Don't get me wrong, this is in a lighter vein. Graveyard vows or Masana Vayragya/ Sankalpa mean that we take a rather philosophical view of life immediately after visiting a graveyard. PG Wodehouse, in a book, has quipped that he wished the villainous person was buried and then cremated as well, just in case. Nonetheless, when you are there, the atmosphere is eerie and you take a very forgiving view of life.
When we visit a graveyard for the first time, it is scary and we take a different vow: Never to visit again. I was in my early teens and had read the legendary Elegy written in a country churchyard by Thomas Gray. In those days, I used to tell my mother that we friends would study together for exams but instead we would roam about the Ulsuru lake. One evening, "The curfew tolls the knell of parting day" as per Grey, we found ourselves in Kalpally graveyard having entered there by mistake through MEG grounds adjoining the lake. Initially, we didn’t know where we were, till we found a few alabaster stones with by-gone dates and a few simmering mounds of earth with firewood in the yonder. We held our breath and ran through the length and exited by the Railway line. We restored ourselves with some roadside bonda and returned home. But the vow, never to visit graveyard remained.

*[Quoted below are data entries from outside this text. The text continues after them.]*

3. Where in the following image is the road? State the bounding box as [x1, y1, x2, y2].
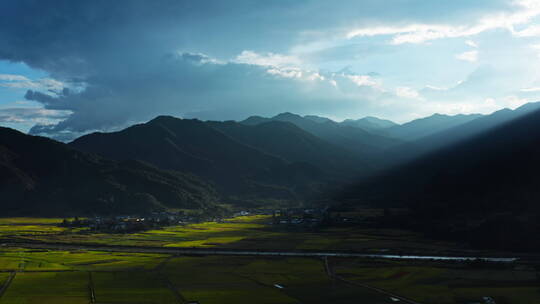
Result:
[0, 241, 518, 262]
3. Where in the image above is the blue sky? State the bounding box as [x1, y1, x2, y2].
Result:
[2, 0, 540, 139]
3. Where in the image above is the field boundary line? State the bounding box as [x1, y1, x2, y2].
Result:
[334, 275, 423, 304]
[153, 256, 174, 272]
[324, 257, 422, 304]
[159, 273, 187, 304]
[88, 272, 96, 303]
[0, 272, 16, 299]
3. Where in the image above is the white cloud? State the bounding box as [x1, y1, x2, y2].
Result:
[396, 86, 420, 99]
[456, 50, 479, 62]
[503, 95, 529, 109]
[465, 40, 478, 48]
[483, 95, 529, 110]
[0, 75, 65, 91]
[346, 74, 381, 88]
[347, 0, 540, 44]
[266, 67, 303, 79]
[520, 86, 540, 92]
[234, 50, 302, 68]
[0, 74, 30, 81]
[0, 107, 72, 123]
[235, 50, 327, 82]
[513, 25, 540, 37]
[424, 85, 449, 91]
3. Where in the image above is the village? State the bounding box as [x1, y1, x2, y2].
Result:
[58, 206, 367, 233]
[59, 211, 206, 233]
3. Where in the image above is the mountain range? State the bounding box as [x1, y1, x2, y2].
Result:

Of course, this vow was very short-lived, as I had to go there and other places in India dozens of times as I lost several loved ones including my parents, brothers, uncles and aunties, as time went by.
But, what took the cake was visiting a graveyard without any compelling sad need. Guru, my schoolmate, was driving me to Southampton to his brother's home, and suddenly asked me, "Gnani, shall we stop by Stoke Poges, where Thomas Grey was buried." I remembered reading about the Churchyard, where Grey's mother was originally buried and which probably influenced his poem. So we stopped, spent a while in the graveyard and the church where his poem is inscribed on the walls. Of all the lines, the ones which make a deep impression are:
The boast of heraldry, the pomp of pow'r,
And all that beauty, all that wealth e'er gave,
Awaits alike th' inevitable hour.
The paths of glory lead but to the grave.